The most recent event of great concern to the Clay Pipe Manufacturing Association is the granting of a certificate outwith any European certification, for fairly thin plastic pipework--I was shown an example-- currently used to take surface water away from motorways but proposed for use in sewerage. According to the association's tests, there is no doubt that such plastic pipes would not last the 100 years that we have heard Conservative Members say sewer pipes have to last. What concerns the association is that approval has been granted for the first time through an unprecedented private agreement with a single manufacturer.
My point is that, if we lose to bodies financed by private companies the control of the standard of products in industries as crucial as water and sewerage, the public will be deprived of the guarantee that the European Union offers through its certification schemes--the guarantee that we shall have healthy systems. As the Secretary of State said, we must not talk this country down. Over the centuries, the United Kingdom has led the way in the provision of water of a high standard and sewerage and plumbing systems second to none. That is the result of the pre-war drive of public authorities to ensure good water and sewerage systems.
Column 369Our concern is that the damage resulting from the weakening of controls that has occurred over the past 15 years and the drive towards the privatisation of these crucial public utilities will become apparent not next week or next month but in 20, 30, 40 or 50 years' time. That would be the effect of 15 years' non-compliance with the very high standards that are necessary in this area.
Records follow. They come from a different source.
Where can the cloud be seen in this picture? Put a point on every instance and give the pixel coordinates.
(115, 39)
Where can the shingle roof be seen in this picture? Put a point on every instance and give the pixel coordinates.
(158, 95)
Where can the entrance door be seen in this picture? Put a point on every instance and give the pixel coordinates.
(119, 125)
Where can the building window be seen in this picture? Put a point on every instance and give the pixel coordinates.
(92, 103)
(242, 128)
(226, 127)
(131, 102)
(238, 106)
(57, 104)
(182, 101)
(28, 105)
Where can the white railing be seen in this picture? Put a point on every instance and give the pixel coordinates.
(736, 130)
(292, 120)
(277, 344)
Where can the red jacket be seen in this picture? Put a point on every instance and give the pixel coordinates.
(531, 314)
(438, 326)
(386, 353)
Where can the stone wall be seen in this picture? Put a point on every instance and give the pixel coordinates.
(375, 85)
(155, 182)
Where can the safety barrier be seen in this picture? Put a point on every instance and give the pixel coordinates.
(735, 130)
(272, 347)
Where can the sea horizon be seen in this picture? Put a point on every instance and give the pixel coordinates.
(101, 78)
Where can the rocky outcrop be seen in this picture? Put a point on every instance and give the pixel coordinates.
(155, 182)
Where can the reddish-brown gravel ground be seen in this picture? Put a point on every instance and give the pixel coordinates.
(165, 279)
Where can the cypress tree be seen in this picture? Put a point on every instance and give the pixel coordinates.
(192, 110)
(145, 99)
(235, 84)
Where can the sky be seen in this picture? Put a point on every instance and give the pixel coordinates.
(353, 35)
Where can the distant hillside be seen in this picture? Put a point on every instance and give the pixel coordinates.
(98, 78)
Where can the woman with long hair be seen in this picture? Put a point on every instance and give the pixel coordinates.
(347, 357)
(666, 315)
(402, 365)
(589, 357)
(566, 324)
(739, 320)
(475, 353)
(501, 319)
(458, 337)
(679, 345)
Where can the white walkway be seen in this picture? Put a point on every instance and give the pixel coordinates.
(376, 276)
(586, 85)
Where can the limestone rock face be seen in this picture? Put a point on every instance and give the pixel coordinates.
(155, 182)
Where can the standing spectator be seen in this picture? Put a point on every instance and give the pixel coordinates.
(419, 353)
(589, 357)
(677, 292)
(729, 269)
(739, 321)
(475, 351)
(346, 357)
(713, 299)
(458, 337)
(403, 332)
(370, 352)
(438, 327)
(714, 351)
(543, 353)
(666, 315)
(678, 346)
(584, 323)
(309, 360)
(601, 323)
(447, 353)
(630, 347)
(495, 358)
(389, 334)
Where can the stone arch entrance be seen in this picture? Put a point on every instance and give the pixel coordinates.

I do not want to be accused of scaremongering, but I must draw attention to the fact that, according to one of today's newspapers, South West Water has had to agree to pay £400,000 in settlement of claims from people whose health was affected by contaminated drinking water six years ago. There are long-term dangers. In the case of the River Severn, recently there was major pollution. We are extremely concerned at the way in which individuals with particular interests in chemical companies are being appointed to water companies up and down the country, and to the Ofwat customer services committees. We do not believe that the thrust of the Government's policy on the environment will have other than extremely dangerous consequences for the public in the long term.
Mr. Andrew Rowe (Mid-Kent) : This whole debate is misconceived. It is based on highly dubious premises. It is a terrible mistake to think that it is good for Britain to work with other countries on a matter of this kind. How much easier it would be if the United Kingdom were not part of the European Union. What possible national advantage do we derive, for example, from efforts to clean up the Mediterranean ? The only possible way of enhancing the attractions of the newly gilded Blackpool tower would be to ensure that Mediterranean beaches were filthy enough to make the one at Blackpool attractive despite the weather.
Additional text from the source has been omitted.